Namun, fitur ini lebih berguna sebagai indikator pencitraan untuk respons terhadap pengobatan
antibiotic pada sebuah infeksi yang ditegakkan (17). Tidak ada standar acuan untuk
mendiagnosis osteomyelitis terkait sel sabit, dan bahkan kultur dari biopsy spesimen tidak
sepenuhnya dapat diandalkan (28). Kurangnya standar referensi membuat perbandingan
modalitas pencitraan menjadi sulit. Faktor seperti ketersediaan, keahlian lokal, dan kesesuaian
pada pasien mempengaruhi pilihan dari modalitas pencitraan yang digunakan. Interpretasi dari
temuan radiologis harus menjadi bagian dari perawatan multidisiplin yang berkelanjutan. Septic
arthritis kurang umum daripada osteomyelitis. Hal ini sering muncul dalam hubungannya dengan
vaso-oklusi dan infark tulang (29).
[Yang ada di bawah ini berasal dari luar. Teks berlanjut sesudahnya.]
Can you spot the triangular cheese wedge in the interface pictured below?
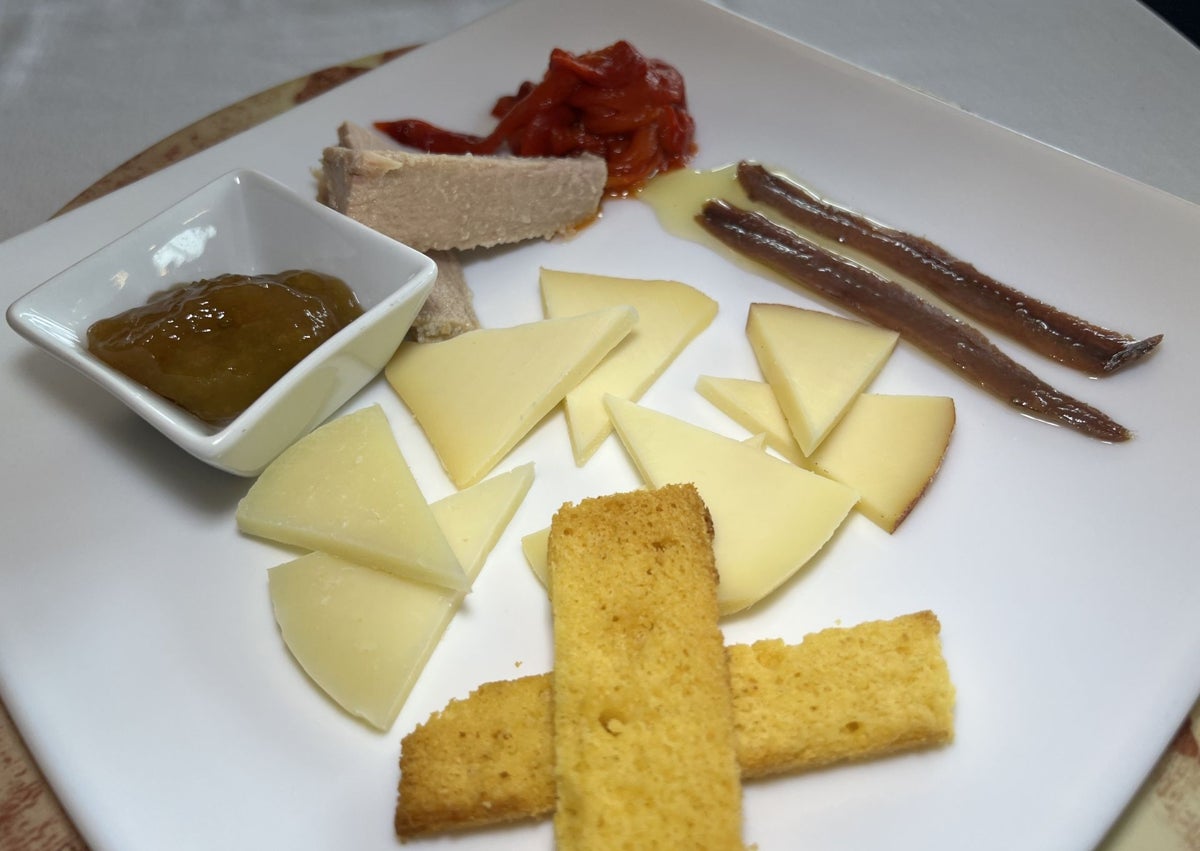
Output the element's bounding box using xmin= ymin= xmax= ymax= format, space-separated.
xmin=522 ymin=428 xmax=770 ymax=595
xmin=808 ymin=395 xmax=954 ymax=533
xmin=385 ymin=306 xmax=637 ymax=488
xmin=520 ymin=419 xmax=766 ymax=592
xmin=267 ymin=463 xmax=534 ymax=730
xmin=540 ymin=269 xmax=717 ymax=464
xmin=746 ymin=304 xmax=898 ymax=456
xmin=522 ymin=526 xmax=552 ymax=590
xmin=237 ymin=405 xmax=467 ymax=590
xmin=605 ymin=395 xmax=858 ymax=614
xmin=695 ymin=375 xmax=806 ymax=465
xmin=431 ymin=462 xmax=535 ymax=575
Aseptik efusi sendi relatif umum dalam hubungannya dengan
krisis tulang yang menyakitkan, dan biopsi jarum dengan aspirasi cairan dari sendi penting dalam
mendiagnosis infeksi. Baik US dan MRI berguna untuk mengidentifikasi lokasi infeksi yang
mungkin dari infeksi dan menjadi pedoman untuk biopsi jarum. Fitur MRI biasanya terlihat
dalam septic arthritis termasuk edem perisynovial dan peningkatan synovial slopetelah
pemberian gadolinium intravena. Efusi sendi biasanya terlihat di sendi besar (30) (Gambar 25).
Diperkirakan bahwa siklus pada kapiler sinovial dapat meningkatkan kerentanan terhadap infark
dan mengurangi respon terhadap terapi antibiotik (1).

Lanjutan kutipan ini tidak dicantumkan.